Poco dopo viene contattata sia da Cangiari (il marchio biologico antiandrangheta per il quale ha supervisionato le prime collezioni) che da Altromercato. «Finalmente io ero circondata da queste realtà che sposavano i miei ideali con il mio saper fare la moda», racconta Spadafora,«e ora il mio mondo è questo: mi occupo esclusivamente di moda etica».

I valori del commercio equo

CTM, ovvero Altromercato, voleva rilanciare l'abbigliamento e renderlo più vicino ai canoni della moda occidentale pur conservando i valori fondamentali del commercio equo e sostenibile.

«La prima collezione che ho disegnato per Altromercato è "Auteurs du monde", ovvero autori nel mondo.
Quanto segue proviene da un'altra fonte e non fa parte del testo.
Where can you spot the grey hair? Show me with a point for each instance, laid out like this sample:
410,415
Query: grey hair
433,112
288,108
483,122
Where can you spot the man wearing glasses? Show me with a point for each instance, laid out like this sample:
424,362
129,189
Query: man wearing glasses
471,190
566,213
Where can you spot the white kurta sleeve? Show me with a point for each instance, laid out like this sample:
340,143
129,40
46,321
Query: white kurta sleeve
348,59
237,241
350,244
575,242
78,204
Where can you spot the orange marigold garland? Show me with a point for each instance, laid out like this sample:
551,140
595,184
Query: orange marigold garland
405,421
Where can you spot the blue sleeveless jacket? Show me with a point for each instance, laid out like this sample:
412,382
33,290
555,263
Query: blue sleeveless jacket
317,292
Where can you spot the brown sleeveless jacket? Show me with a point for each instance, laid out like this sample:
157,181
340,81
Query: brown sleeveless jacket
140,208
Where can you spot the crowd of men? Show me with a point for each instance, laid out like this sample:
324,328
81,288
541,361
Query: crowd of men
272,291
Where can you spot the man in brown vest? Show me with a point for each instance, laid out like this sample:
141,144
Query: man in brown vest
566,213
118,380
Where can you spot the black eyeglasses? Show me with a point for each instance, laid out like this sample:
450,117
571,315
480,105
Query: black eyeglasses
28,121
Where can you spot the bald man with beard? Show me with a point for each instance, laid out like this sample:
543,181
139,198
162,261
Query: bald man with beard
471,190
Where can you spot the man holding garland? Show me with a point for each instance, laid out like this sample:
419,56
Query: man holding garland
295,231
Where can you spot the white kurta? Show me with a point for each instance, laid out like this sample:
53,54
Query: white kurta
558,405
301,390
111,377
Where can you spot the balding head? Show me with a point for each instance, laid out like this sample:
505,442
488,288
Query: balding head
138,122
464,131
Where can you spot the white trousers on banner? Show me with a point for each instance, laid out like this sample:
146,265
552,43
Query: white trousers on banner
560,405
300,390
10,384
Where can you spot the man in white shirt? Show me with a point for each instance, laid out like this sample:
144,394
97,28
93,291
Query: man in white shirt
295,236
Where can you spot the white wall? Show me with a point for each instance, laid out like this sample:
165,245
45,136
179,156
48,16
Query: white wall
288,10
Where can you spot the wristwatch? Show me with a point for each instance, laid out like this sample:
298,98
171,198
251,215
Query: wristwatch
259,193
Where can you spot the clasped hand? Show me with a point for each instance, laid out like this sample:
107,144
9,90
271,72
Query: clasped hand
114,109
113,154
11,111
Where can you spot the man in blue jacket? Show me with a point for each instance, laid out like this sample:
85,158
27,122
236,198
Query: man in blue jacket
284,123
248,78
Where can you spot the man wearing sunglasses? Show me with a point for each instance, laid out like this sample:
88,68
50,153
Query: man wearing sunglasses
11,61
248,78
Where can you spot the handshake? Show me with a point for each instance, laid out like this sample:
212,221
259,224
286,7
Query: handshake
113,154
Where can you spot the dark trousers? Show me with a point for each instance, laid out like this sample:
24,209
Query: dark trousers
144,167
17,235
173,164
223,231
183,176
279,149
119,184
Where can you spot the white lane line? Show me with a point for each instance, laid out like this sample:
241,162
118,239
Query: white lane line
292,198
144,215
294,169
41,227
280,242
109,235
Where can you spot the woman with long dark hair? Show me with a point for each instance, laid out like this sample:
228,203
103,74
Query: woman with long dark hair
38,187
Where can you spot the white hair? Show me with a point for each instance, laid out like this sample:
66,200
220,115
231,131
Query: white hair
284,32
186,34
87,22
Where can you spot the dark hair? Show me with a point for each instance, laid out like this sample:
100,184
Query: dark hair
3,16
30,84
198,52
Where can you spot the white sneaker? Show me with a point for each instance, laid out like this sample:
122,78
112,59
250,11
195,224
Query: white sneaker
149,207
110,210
È un omaggio ai nostri artigiani con i quali noi lavoriamo nel continente asiatico, in Africa e in Sud America. Appartengono prevalentemente a cooperative sociali che sottostanno alle regole del Commercio Equo e Solidale, ovvero alla WFTO, la World Fair Trade Organization, un'organizzazione molto seria con regole precise che devi seguire se vuoi farne parte», racconta.

«Ad esempio: non usare lavoro minorile, dare la paga giusta, far lavorare i dipendenti in un ambiente sano, accogliente e sicuro (in alcuni Paesi non è così ovvio). Spesso sono persone illuminate, in Nepal per esempio, c'è quello che io chiamo il futuro della nostra società, sono imprenditori sociali, ovvero persone che decidono di fare imprenditoria investendo nel sociale», continua la stilista.

«A Katmandu c'è un gruppo di persone che realizza la nostra maglieria. Con quest'attività sostengono un programma scolastico di kindergarten, una scuola elementare e una scuola di avviamento ai diversi mestieri, dal fare i tappeti alla falegnameria e altri mestieri, tutte gratuite.

Esiste anche un'altra realtà con la quale lavoriamo, sempre in Nepal, dove a capo della cooperativa c'è oggi una donna, ex docente universitaria che si occupava della condizione delle donne in varie aree svantaggiate del Paese.

Dopo anni ha voluto fare qualcosa di concreto. Ha messo insieme quest'associazione che raggruppa alcune artigiane delle campagne nepalesi, le organizza e dà loro una mano per fatture e spedizioni.

È l'unico futuro possibile per queste società: il capitalismo puro abbiamo già visto che non funziona, la speculazione e l'avidità stanno distruggendo il mondo e i mercati sono entità virtuali. Se tu vuoi realizzare un'attività commerciale e fare dei soldi, lo puoi fare ma con un occhio alla tua comunità, al sociale».

Alcuni capi della collezione "Auteurs du monde", come il jersey di cotone, sono in tessuto biologico, altri sono in materiali riciclati ma tutti hanno una matrice etica forte. Conclude Spadafora: «Per esempio, facciamo abiti in sari riciclato e tutto quello che viene tinto, con colori naturali, ha il certificato Azofree, una certificazione entrata in vigore il 20 luglio 2010 che garantisce che le tinture utilizzate sono prive di sostanze che inquinano il terreno, l'ambiente e l?uomo quando sono dimesse dalla tintoria».

«Ogni capo "Auteurs du monde", insomma, ha un contenuto moda, un contenuto estetico e tutta una serie di plusvalenze etiche che lo rendono unico», conclude Spadafora.